La investidura de Pedro Sánchez y la gobernabilidad del país dependen de ERC, una vez suscrito el preacuerdo entre ‘rosas’ y ‘morados’. Hasta la más desordenada de las estrategias políticas se basa en su necesidad principal. En este caso, ERC quiere ganar las elecciones autonómicas, cuya fecha está en manos de Torra y de Puigdemont. Todos sus otros propósitos obedecen a ese objetivo: la presidencia de la Generalitat. Sus diputados en el Congreso se abstendrán en la investidura de Sánchez siempre que les convenga para dar el salto en Cataluña. Pero sus pérdidas de votos y escaños el 10-N a favor de la CUP, e incluso de JxCat, en el ‘territori’ -las localidades al margen de la metrópoli barcelonesa- inquieta a las bases ‘republicanas’ y a su dirección. ERC es un partido singular también por su timidez; porque tiende a arrugarse ante la transmutación de la hegemonía convergente en una suerte de régimen que acalla toda reflexión crítica en el seno del independentismo.

ERC es tan singular, que fueron Marta Rovira y Oriol Junqueras -en ese orden- quienes cerraron el paso al hoy desatado Puigdemont, cuando éste se inclinaba por convocar elecciones autonómicas, para evitar el 155, entre el 26 y el 27 de octubre de 2017. Bastaron una madrugada insoportable de improperios a voz en grito en el Palau, y la visita posterior de un pequeño grupo de jóvenes que irrumpieron en la plaza Sant Jaume denunciando «traición», para que el autoexiliado en Waterloo se aviniese a las exigencias de ERC. Episodio respecto al que ninguno de sus dirigentes ha emitido señal alguna de autocrítica; porque hace dos años todos ellos eran partícipes de la unilateralidad. Hoy ERC aparece como la cara moderada, pragmática, del independentismo. Pero las causas que los socialistas esgrimen para mantener reservas ante el concurso del ‘republicanismo’ secesionista en su nueva misión -su voto contrario al proyecto presupuestario para 2019 y a la designación de Miquel Iceta como senador autonómico- se quedan cortas ante la imprevisibilidad de sus actos posteriores.

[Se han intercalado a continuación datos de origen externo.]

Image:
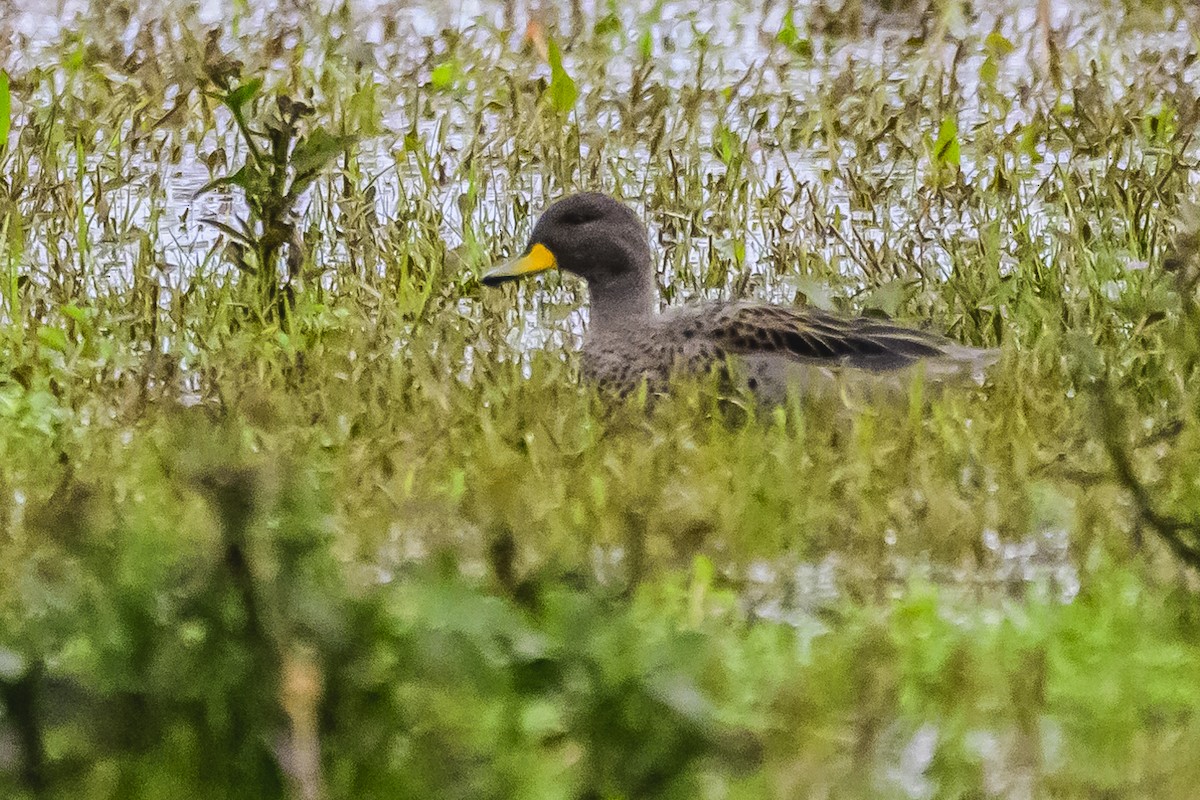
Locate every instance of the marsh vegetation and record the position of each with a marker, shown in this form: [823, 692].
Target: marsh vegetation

Llorens, Maciá, Companys, Tarradellas, Barrera, Colom, Carbonell, Carod-Rovira, Puigcercós y Junqueras componen una línea discontinua de ochenta y ocho años de historia. Con la singular característica de que en cada etapa dirigentes y afiliados renuevan drásticamente la composición humana de un grupo político adepto a las emociones, pero timorato. Si hubiera que dictar un juicio moral, es mejor gente que la metamorfoseada de Convergència. Como si, a pesar de su naturaleza cambiante, ERC continuara fiel al testamento del president Lluís Companys en vísperas de su fusilamiento: «A cuantos me han agraviado perdono; a cuantos haya podido agraviar pido perdón». Una ética políticamente peligrosa, porque descree de la estabilidad.